Commit these files to fleet-infra. Within seconds, Flux will pull the new instructions and start the deployment.

Testing the Enforcement

Trust but verify. I always run a ‘Chaos Test’ to prove the system works. Manually scale your deployment to 10 replicas using the CLI:

kubectl scale deployment my-webapp --replicas=10 -n production

Now, watch the Flux logs or wait for the reconciliation interval. You will see Flux detect that the cluster state (10 replicas) violates the Git state (3 replicas). It will automatically scale the pods back down. That is the moment you realize you can finally trust your infrastructure.

Alerting: Catching Errors Early

Production GitOps requires visibility. You shouldn’t have to poll the CLI to see if a sync failed. Flux integrates with Slack or Microsoft Teams to alert you the moment a developer pushes a broken YAML file.

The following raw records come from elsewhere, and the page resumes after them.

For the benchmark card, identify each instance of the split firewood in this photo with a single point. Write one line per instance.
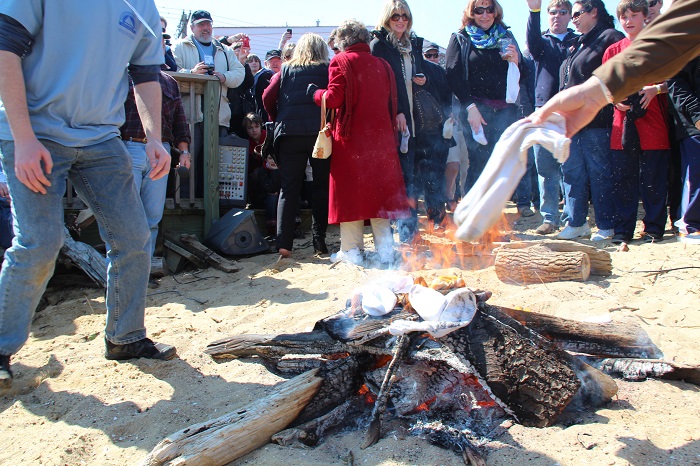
(86, 257)
(222, 440)
(601, 262)
(539, 264)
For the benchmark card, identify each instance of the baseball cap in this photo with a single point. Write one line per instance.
(200, 15)
(273, 53)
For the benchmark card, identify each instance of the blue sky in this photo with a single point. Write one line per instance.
(433, 19)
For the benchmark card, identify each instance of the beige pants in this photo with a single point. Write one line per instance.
(352, 234)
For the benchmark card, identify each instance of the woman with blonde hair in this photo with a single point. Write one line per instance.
(297, 120)
(402, 49)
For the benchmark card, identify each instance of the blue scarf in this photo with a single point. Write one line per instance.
(486, 39)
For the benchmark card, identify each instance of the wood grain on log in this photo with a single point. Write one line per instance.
(538, 264)
(222, 440)
(601, 262)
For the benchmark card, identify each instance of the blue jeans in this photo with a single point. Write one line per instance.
(524, 191)
(689, 221)
(549, 179)
(101, 174)
(589, 171)
(152, 192)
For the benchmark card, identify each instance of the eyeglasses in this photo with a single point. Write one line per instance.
(480, 10)
(402, 17)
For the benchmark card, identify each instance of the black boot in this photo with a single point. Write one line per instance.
(320, 245)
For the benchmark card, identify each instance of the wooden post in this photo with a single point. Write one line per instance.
(211, 101)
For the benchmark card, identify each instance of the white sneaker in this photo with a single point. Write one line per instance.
(353, 256)
(602, 235)
(574, 232)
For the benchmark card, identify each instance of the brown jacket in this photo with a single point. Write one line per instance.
(659, 52)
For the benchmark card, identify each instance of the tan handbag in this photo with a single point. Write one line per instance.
(324, 144)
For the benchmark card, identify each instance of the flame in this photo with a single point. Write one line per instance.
(367, 394)
(437, 248)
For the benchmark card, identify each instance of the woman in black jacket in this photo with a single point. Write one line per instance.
(589, 167)
(394, 42)
(298, 119)
(477, 63)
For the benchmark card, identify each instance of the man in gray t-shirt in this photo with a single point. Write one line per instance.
(60, 119)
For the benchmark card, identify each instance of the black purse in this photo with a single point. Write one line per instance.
(427, 113)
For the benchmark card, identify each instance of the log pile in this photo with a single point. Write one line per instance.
(504, 364)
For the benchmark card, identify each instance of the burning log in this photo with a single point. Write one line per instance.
(641, 369)
(601, 263)
(222, 440)
(539, 264)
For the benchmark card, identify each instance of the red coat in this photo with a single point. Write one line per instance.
(366, 179)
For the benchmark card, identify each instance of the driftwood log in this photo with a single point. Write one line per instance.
(625, 339)
(86, 257)
(601, 262)
(222, 440)
(539, 264)
(533, 377)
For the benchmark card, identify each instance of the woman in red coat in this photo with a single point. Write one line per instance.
(366, 180)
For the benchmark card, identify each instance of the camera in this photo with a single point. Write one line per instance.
(209, 62)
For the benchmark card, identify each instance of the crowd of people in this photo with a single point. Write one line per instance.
(405, 128)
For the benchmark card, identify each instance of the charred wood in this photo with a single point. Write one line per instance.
(532, 378)
(641, 369)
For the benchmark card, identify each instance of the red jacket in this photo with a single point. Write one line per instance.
(652, 127)
(366, 179)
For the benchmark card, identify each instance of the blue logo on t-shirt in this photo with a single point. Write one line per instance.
(128, 22)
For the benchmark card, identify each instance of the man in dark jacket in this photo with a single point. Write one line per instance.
(684, 89)
(548, 50)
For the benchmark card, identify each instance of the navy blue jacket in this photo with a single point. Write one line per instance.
(549, 53)
(684, 90)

flux create alert-provider slack-notifier \
  --type=slack \
  --channel=ops-alerts \
  --address=https://hooks.slack.com/services/XXXXX \
  --export > ./clusters/my-cluster/slack-provider.yaml

We catch ‘Broken Git States’ during business hours now. If a manifest is invalid, the team gets a Slack notification within 15 seconds of the merge, long before it becomes a 2 AM emergency.

The Bottom Line

GitOps with FluxCD turns your cluster into a mirror of your code. It removes the ‘human element’ from the deployment phase, forcing every change through a documented, peer-reviewed Pull Request. It might feel rigid at first. However, the 99.9% configuration consistency and the ability to audit every single infrastructure change make it an indispensable standard for modern DevOps teams.